Cybersquatting cases lodged by trademark owners with the World Intellectual Property Organization (WIPO) grew 4.6 percent to 2,754 cases in 2015 while the number of domain names disputed is the lowest since 2008 with 4,364 lodged under the Uniform Domain Name Dispute Resolution Policy (UDRP).
What WIPO don’t acknowledge is global domain name registrations have grown faster than cases lodged. For the 12 months to the end of September 2015, covering three-quarters of the same period, registrations across all top level domains and not just those for which disputes are lodged with WIPO, grew by 5.2 percent for the year according to the most recent Verisign Domain Name Industry Brief with a new brief due any day now covering the period to the end of 2015.
So while cybersquatting cases in the TLDs that lodge disputes with WIPO grew, the number of domains registered across all TLDs grew faster meaning that on a per domain basis, cybersquatting cases actually dropped. This is not the first time WIPO has made similar claims.

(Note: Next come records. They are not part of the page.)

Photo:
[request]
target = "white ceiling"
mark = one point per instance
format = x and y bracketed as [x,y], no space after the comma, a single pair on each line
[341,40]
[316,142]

Country code Top Level Domains (ccTLDs) accounted for 13.7 percent of all filings with WIPO in 2015, with 71 ccTLDs designating this WIPO dispute resolution service.

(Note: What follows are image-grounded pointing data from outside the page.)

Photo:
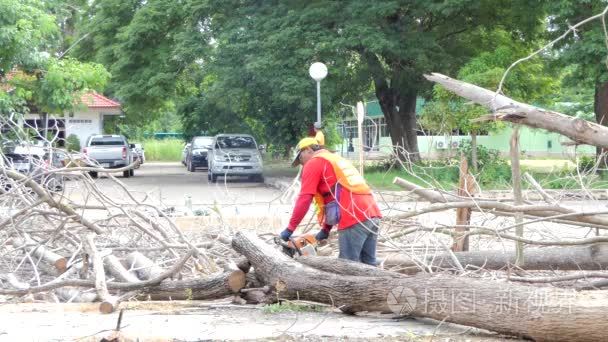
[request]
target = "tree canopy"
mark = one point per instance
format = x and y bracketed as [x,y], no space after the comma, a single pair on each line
[32,72]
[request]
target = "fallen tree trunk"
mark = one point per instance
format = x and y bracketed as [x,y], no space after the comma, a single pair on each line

WIPO also report that cybersquatting disputes relating to new gTLDs accounted for 10.5 percent of WIPO’s UDRP caseload in 2015, which covered a total of 4,364 domain names. Among these names .xyz, .club and .email were the most common new gTLDs.
Which is not to say brand owners should not be diligent or be concerned with cybersquatting. The damage to a brand’s reputation should a domain related to their brand be registered by cybersquatters can be substantial.

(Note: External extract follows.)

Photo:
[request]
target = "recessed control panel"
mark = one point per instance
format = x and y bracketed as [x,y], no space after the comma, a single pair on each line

Brands that lodged the most cases with WIPO in 2015 were Hugo Boss (62 cases), Philip Morris (60), Electrolux (48) and Hoffman-La Roche (41). Each case can contain more than one disputed domain name.
Since the WIPO Arbitration and Mediation Center administered the first UDRP case in 1999, total WIPO case filings passed the 33,000 mark in 2015, encompassing over 61,000 domain names.
The increase in new gTLD registrations in WIPO’s caseload is anticipated to continue WIPO say, in particular as new gTLDs contested at ICANN auctions, such as .shop, are yet to launch and registrations are growing at a rapid rate totalling 16 million to date.
At the same time, ICANN has commenced a process to review Rights Protection Mechanisms such as the URS (Uniform Rapid Suspension system) and the UDRP. As the UDRP initiator and leading administrator, WIPO takes a strong interest in these ICANN processes.